Death at the Château Noir (1960) by E. and M.A. Radford

Over the past two years, Dean Street Press expanded their catalog with reissues of six obscure, hard-to-get forensic detective novels written by a spousal writing team, Edwin and Mona A. Radford, who were strongly influenced by Freeman Wills Crofts, R. Austin Freeman and Ellery Queen – resulting in an amalgamation of the American and British detective story. For example, Murder Isn't Cricket (1946) is a thoroughly British sporting mystery grounded in scientific detective work and littered with challenges to the reader.

I've read all six of them and likely had to wait until DSP reprinted the next three novels in early 2021, but then changed upon a hardback copy (no dust jacket) of one of the scarcer titles in the Dr. Harry Manson series.

You can't find much online about Death at the Château Noir (1960), the twelfth Dr. Manson novel, except for a small, blurry cover image of the Ulvercroft edition and a brief plot description, "evil kills a succession of owners of the chateau," in a 1990 large print bibliography (PDF). A more detailed synopsis in my copy suggested a detective story reminiscent of John Dickson Carr's "The Devil's Saint," complete with rooms-that-kill, but turned out to be much closer to John Rhode and Douglas Clark. An ingenious little story that produced "a death method unique in the annals of detective fiction."

Dr. Harry Manson is on holiday in Menton, on the French Riviera, where he obverses from a balcony an elaborate funeral procession, "a picture from the medieval ages come to life," passing by which had started at the Château Castellare – "a square, ugly erection of grey stone" with two towers. An ill, foreboding place where death is delivered in "nasty ways" and locals have come to call it Château Noir. So the black château changed owners numerous times over the centuries, but, more often than not, it ended in tragedy. And the present owners were not spared a similar fate.

Angus Mackinnon, "a self-made Yorkshireman," bought the château, but, one day, he was taken ill, developed jaundice and passed away. When his children returned from the funeral, in Yorkshire, their plane crashed. Philip Mackinnon broke his ribs and his sister, Mrs. Lilleth Egon, had her face badly burned, which required months of plastic surgery and recovery.

So another one of those local legends people continue to elaborate on with each passing, but Dr. Manson gets to witness several incidents directly linked to the Mackinnons. Philip Mackinnon unexpected pass away from heart failure and the frightened servants left en bloc, but, even more curious, is Dr. Manson's chance meeting with an old acquaintance, Frederick Burleigh – a legal adviser to an insurance company. Burgleigh was on his way to ask Philip about an inexplicable mistake in his signatures on a £15,000 life insurance policy. You can imagine Burleigh's surprise when Dr. Manson tells him Philip died shortly before his arrival.

However, it takes several months these curious stories and incidents into a case of "death and superstitious beliefs" that "brought again drama to the black château." A case pitting Dr. Manson against a murderer who wiped out a whole family!

Scotland Yard is consulted by two insurance companies who, in a little over four years, paid out the sum of £34,000 on three members of the Mackinnon family who died well before their time. The insurances required a medical examination that in each case "disclosed no evidence of any heart infection" and were all classed "as perfectly free from disease of any kind." So, if they were killed, how was it done. More importantly, why? Because the insurance money is a pittance compared to the money Angus left them.
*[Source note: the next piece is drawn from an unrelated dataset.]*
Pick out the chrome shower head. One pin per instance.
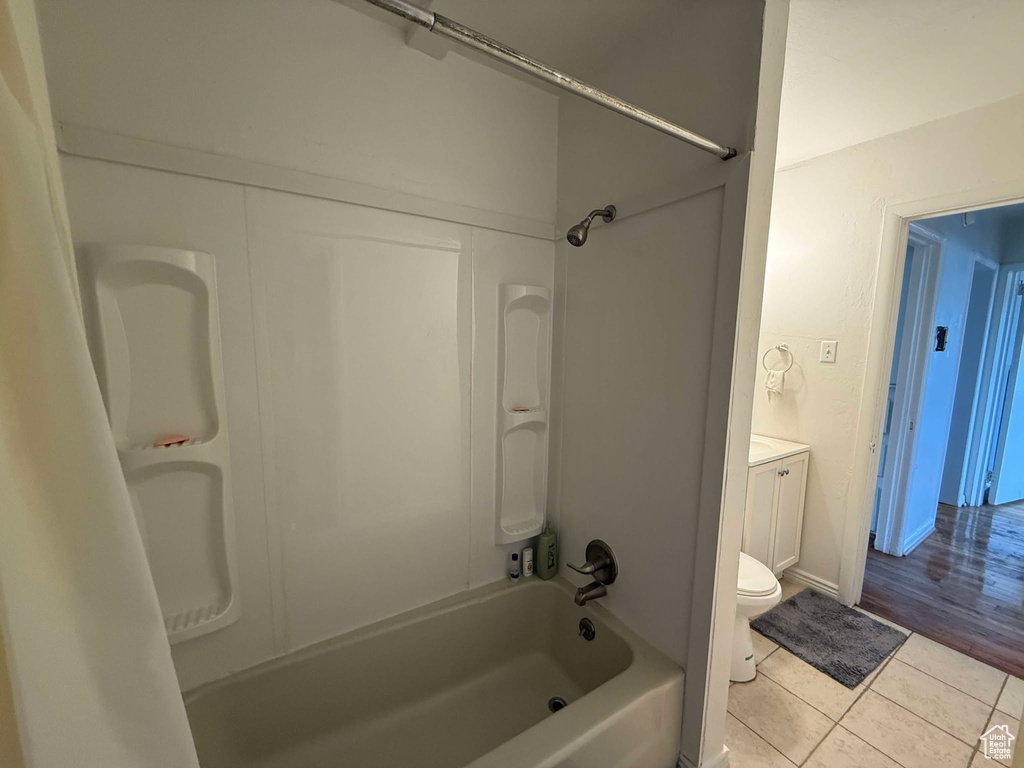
(577, 236)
Dr. Manson returns to Menton to assist the local police in clearing up the matter, but the black château now resembles the deserted Mary Celeste and, instead of working as a scientific detective, he now has to act more as a woolgathering, intuitionist sleuth and historian – picking clues from what was left behind and talking with people who knew the family. Biological and chemical science, as well as the exhumations and autopsies, yield the most important pieces of the puzzle, but the interpretation of some good, old-fashioned and bizarre clues were one of the two highlights of the plot. Such as the marzipan cake, a sun lounge and the key importance of Lilleth's borderline impossible murder. Second highlight of the plot was an impressive juggling act with identities that would have made Brian Flynn jealous.
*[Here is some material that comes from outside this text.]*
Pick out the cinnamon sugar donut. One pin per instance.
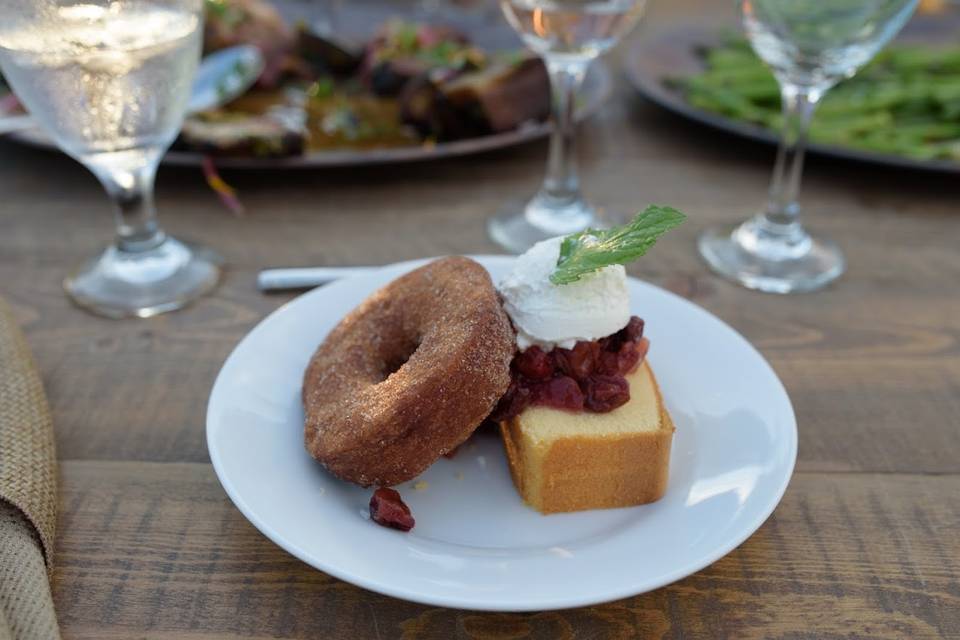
(408, 375)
What also should be noted that, unlike in the previous novels, Dr. Manson has a minor and personal plot-thread, which nets him a fiance, but it barely intrudes on the plot. Alice even hands him an important clue that helped settle the case. I think the Radfords had begun to take notice of the changes in the genre (Death and the Professor, 1961) and decided to give a personal dimension to the otherwise purely professional character of Dr. Manson, which is likely also the reason why they gave him “a new experience” of being “told that he was wrong in an analysis.” The times were a-changing in 1960.

But in every other way, Death at the Château Noir is an undiluted, Golden Age detective novel with a solid plot, bizarre clues and an ingenious method to dispatch an entire family, but the imaginative premise, investigation and storytelling elevated a good plot to excellent. A great how-was-it-done that's no doubt one of the candidates to be reprinted by DSP.